Djawahir Thontowi: Interpol Bisa Diminta Bantuan Pulangkan Nunun

Djawahir Thontowi: Interpol Bisa Diminta Bantuan Pulangkan Nunun

- detikNews
Rabu, 01 Jun 2011 18:18 WIB
Jakarta - Nunun Nurbaeti disebut-sebut 'terkunci' di Thailand. Untuk memulangkan tersangka dugaan suap DGS BI tersebut, pemerintah Indonesia bisa meminta bantuan interpol.

"Sebenarnya yang pertama, kita gunakan fasilitas seperti peran dari Interpol. Interpol dibantu kekuatan penegak hukum Kejagung dan KPK. Saat itu dilakukan, maka perlu

keterlibatan wakil diplomatik kita di Thailand," ujar pengamat hukum internasional Djawahir Thontowi dalam perbincangan dengan detikcom, Rabu (1/6/2011).

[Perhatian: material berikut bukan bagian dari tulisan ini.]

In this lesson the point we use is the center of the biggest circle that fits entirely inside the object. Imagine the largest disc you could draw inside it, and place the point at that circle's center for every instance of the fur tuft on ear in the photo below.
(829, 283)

SCROLL TO CONTINUE WITH CONTENT

Menurutnya, Indonesia sebagai negara ASEAN yang memiliki hubungan baik dengan Thailand bisa memanfaatkan Interpol. Kejahatan seperti korupsi, sambungnya, memungkinkan pelakunya bisa ditangani oleh Interpol.

Djawahir juga setuju dengan pendapat Menkum HAM Patrialis Akbar yang menyatakan, mekanisme mutual legal assistance (MLA) bisa dipakai untuk membawa pulang Nunun. Hal ini bisa dipakai untuk negara-negara yang belum memiliki kerjasama ekstradisi bilateral.

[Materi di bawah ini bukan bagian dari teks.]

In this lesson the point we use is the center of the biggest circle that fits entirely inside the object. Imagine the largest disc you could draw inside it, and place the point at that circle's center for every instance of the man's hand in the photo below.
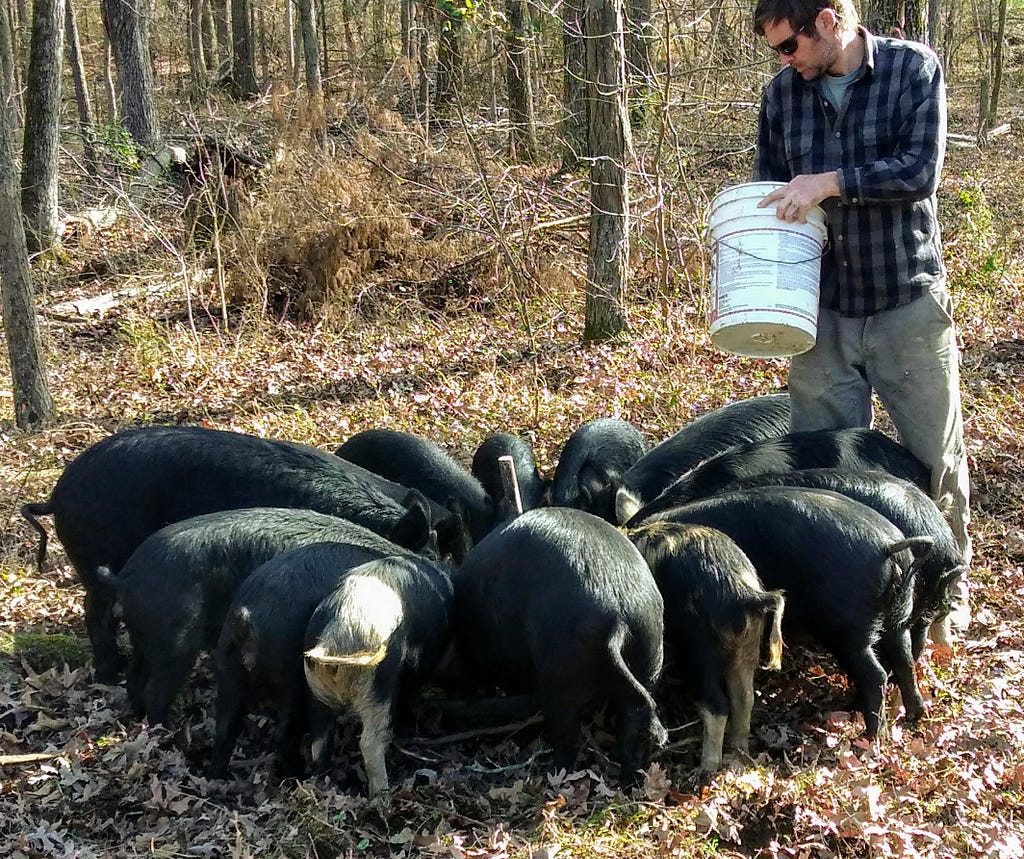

"Kalau kedua negara punya kesadaran memelihara hubungan baik, willing untuk tidak menahan para tersangka koruptor, maka sudah menjadi hak suatu negara untuk meminta pengembalian. Namun ini juga tergantung kegigihan polisi dan KPK. Dan tidak ada alasan negara lain untuk melindungi tersangka," imbuh akademisi UII ini.

Djawahir menambahkan, peran kedubes di Thailand sangat diperlukan untuk melakukan lobi demi kerjasama kedua negara 'mengatasi' Nunun. Dia berpendapat, untuk mengatasi Nunun tidak terlalu sukar, namun perlu diwaspadai kemungkinan keberadaan mafia bisnis.

"Dalam konteks penyelesaian hukum di luar negeri, bisa jadi ada mafia bisnis yang melindungi orang itu. Aktor ini bisa memberikan perlindungan pada mereka. Ada mafia bisnis yang menutupi dan menyelamatkan tersangka itu," sambung Djawahir.

Nunun yang merupakan istri anggota Komisi III DPR Adang Daradjatun sudah meninggalkan Indonesia dan berada di Singapura sejak lama. Berkali-kali dipanggil untuk diperiksa KPK, namun Nunun selalu mangkir dengan alasan sakit 'lupa'.

Per Februari 2011, Nunun telah ditetapkan sebagai tersangka kasus dugaan suap dalam
pemilihan deputi gubernur senior (DGS) BI. Untuk memudahkan mendatangkan Nunun ke Indonesia, KPK telah meminta Ditjen Imigrasi untuk menarik paspornya. Akhirnya, beberapa hari lalu, Imigrasi pun resmi menarik paspor Nunun.

Berdasarkan pelacakan KPK, selama mengaku tinggal di Singapura, Nunun kerap pergi bolak balik Thailand-Singapura. Nunun kerap pergi ke Kota Bangkok. Menlu Marty Natalegawa menyatakan KBRI di Thailand telah diminta kerjasamanya, kendati Marty tak menyebut jelas keberadaan Nunun.